On croira peut-être que j'exagère, et qu'il n'y a pas de vrais Sisyphistes.

Si l'on veut dire que, dans la pratique, on ne pousse pas le principe jusqu'à ses plus extrêmes conséquences, j'en conviendrai volontiers. Il en est même toujours ainsi quand on part d'un principe faux. Il mène bientôt à des résultats si absurdes et si malfaisants qu'on est bien forcé de s'arrêter.

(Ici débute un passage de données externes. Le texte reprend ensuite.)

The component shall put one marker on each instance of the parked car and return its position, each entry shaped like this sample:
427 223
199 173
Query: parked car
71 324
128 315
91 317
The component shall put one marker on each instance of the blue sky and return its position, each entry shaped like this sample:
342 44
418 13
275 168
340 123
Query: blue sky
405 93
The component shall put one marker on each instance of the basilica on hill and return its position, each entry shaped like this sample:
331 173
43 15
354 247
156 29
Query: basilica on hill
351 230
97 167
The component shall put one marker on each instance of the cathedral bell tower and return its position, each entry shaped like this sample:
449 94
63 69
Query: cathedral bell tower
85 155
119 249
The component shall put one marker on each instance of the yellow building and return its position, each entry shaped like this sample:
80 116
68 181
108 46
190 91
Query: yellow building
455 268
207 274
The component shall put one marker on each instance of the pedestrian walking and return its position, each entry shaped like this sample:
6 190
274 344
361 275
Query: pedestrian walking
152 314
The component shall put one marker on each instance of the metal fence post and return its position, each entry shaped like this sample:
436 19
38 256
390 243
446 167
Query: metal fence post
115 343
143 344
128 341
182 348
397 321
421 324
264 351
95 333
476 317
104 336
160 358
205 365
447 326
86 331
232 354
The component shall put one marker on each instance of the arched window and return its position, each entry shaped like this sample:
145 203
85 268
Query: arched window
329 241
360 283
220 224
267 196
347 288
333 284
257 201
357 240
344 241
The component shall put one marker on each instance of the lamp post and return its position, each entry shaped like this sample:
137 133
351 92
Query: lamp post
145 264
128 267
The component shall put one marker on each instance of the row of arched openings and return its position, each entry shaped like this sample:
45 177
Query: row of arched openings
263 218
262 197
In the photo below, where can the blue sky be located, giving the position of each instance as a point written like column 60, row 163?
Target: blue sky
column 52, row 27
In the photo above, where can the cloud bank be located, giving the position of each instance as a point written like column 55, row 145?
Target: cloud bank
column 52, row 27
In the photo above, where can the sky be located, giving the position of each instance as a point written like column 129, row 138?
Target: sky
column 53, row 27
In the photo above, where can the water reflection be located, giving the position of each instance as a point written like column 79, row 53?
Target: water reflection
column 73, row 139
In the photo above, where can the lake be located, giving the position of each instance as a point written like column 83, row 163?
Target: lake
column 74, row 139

Voilà pourquoi l'industrie pratique n'admet jamais le Sisyphisme: le châtiment suivrait de trop près l'erreur pour ne pas la dévoiler. Mais, en matière d'industrie spéculative, telle qu'en font les théoriciens et les hommes d'État, on peut suivre longtemps un faux principe avant d'être averti de sa fausseté par des conséquences compliquées auxquelles d'ailleurs on est étranger; et quand enfin elles se révèlent, on agit selon le principe opposé, on se contredit, et l'on cherche sa justification dans cet axiome moderne d'une incomparable absurdité: en économie politique, il n'y a pas de principe absolu.

Voyons donc si les deux principes opposés que je viens d'établir ne règnent pas tour à tour, l'un dans l'industrie pratique, l'autre dans la législation industrielle.

J'ai déjà rappelé un mot de M. Bugeaud; mais dans M. Bugeaud il y a deux hommes, l'agriculteur et le législateur.

Comme agriculteur, M. Bugeaud tend de tous ses efforts à cette double fin: épargner du travail, obtenir du pain à bon marché. Lorsqu'il préfère une bonne charrue à une mauvaise; lorsqu'il perfectionne les engrais; lorsque, pour ameublir son sol, il substitue, autant qu'il le peut, l'action de l'atmosphère à celle de la herse ou de la houe; lorsqu'il appelle à son aide tous les procédés dont la science et l'expérience lui ont révélé l'énergie et la perfection, il n'a et ne peut avoir qu'un but: diminuer le rapport de l'effort au résultat. Nous n'avons même point d'autre moyen de reconnaître l'habileté du cultivateur et la perfection du procédé que de mesurer ce qu'ils ont retranché à l'un et ajouté à l'autre; et comme tous les fermiers du monde agissent sur ce principe, on peut dire que l'humanité entière aspire, sans doute pour son avantage, à obtenir soit le pain, soit tout autre produit, à meilleur marché,—à restreindre la peine nécessaire pour en avoir à sa disposition une quantité donnée.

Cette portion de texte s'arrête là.